With this future in mind, it's an appropriate time to ask the question: how have smart growth policies fared thus far? Have they had an impact? Today's policymakers could surely learn from the successes and pitfalls of the recent past.
Two years ago, the Lincoln Institute of Land Policy began to gather 21 leading researchers to analyze the empirical evidence on smart growth, choosing four states – Florida, Maryland, New Jersey and Oregon – that all declared formal statewide smart growth programs through legislation, executive order, and otherwise. Using the 10 Principles of Smart Growth as a reference, this group addressed five important smart growth policy objectives: promoting compact human settlement, protecting undeveloped land, providing a variety of transportation options, maintaining affordable housing, and achieving positive fiscal impacts. Though smart growth policies have been around, in the case of Oregon, for nearly four decades, this kind of comprehensive, objective-based evaluation had never been done.

The Results
What we found was somewhat sobering. No state was able to make gains in all five performance measures. Success was more limited and reflected each state's areas of high priority. Maryland was successful in protecting natural resources through its land preservation programs and state funding for the purchase of farmland conservation easements. New Jersey's affordable housing policies that responded to state supreme court decisions slowed house price escalation and encouraged rental and multifamily housing production.
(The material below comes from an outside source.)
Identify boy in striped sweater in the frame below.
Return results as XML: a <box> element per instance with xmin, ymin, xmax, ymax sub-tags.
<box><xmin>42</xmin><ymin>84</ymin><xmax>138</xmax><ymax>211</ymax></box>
Oregon's commitment to urban growth boundaries helped reduce development on farmland in the Willamette Valley and encouraged commuters to use transit, walk, or bike to work.
But both Oregon and Maryland did poorly in the area of affordable housing, for example, and Florida under-achieved on the objective of promoting compact urban growth.
Perhaps equally telling, performance in some of the four states we selected that had not declared a formal statewide smart growth program -- Colorado, Indiana, Texas, and Virginia – kept pace with the smart growth states in several areas. Colorado, with no statewide smart growth program, outperformed some states with such policies by supporting local government actions to pursue effective land use planning within a regional context.
What does all this tell us? One message is clear: smart growth is doable – this study provides evidence that smart growth outcomes can be achieved – but it's a real challenge. It requires energy and commitment and focus. Even with a lot of inputs, it's hard to move the needle. States need to attend to multiple objectives-land development, housing affordability, transport, and land preservation-all at the same time.
Smart Growth Policies: An Evaluation of Programs and Outcomes recommends that policy makers must articulate the means of achieving smart growth objectives and specify implementation mechanisms rather than just declare objectives. States should use a variety of regulatory controls, market incentives, and institutional policies coordinated at the regional scale, and must take account of interactions among policies and coordination across relevant agencies.
The report also concludes that the successful implementation of smart growth programs requires a credible and persistent commitment from different levels of government. In addition, improvements in measurement and collection of data, particularly related to environmental quality and public finance, are needed to better monitor program performance, and more evidence is needed about the nature of interactions among smart growth policies-particularly those related to land use, transportation, and housing affordability.
The study is an objective-based evaluation using data from the US Census, Census of Governments, Natural Resources Inventory, and other sources. The evaluation concentrates primarily on statewide performance from 1990 to the early 2000s – in part because consistent and comparable data were available. But by looking back, we also can inform the future because many smart growth objectives are precisely the outcomes posited to address today's high energy costs, historic housing market volatility, and increasing pressures to reduce greenhouse gas emissions.
Does smart growth measure up? Not across the board. Going forward, special attention in policy design and implementation – as well as committed political leadership – will be needed for the new generation of smart growth to have a chance at achieving important policy goals.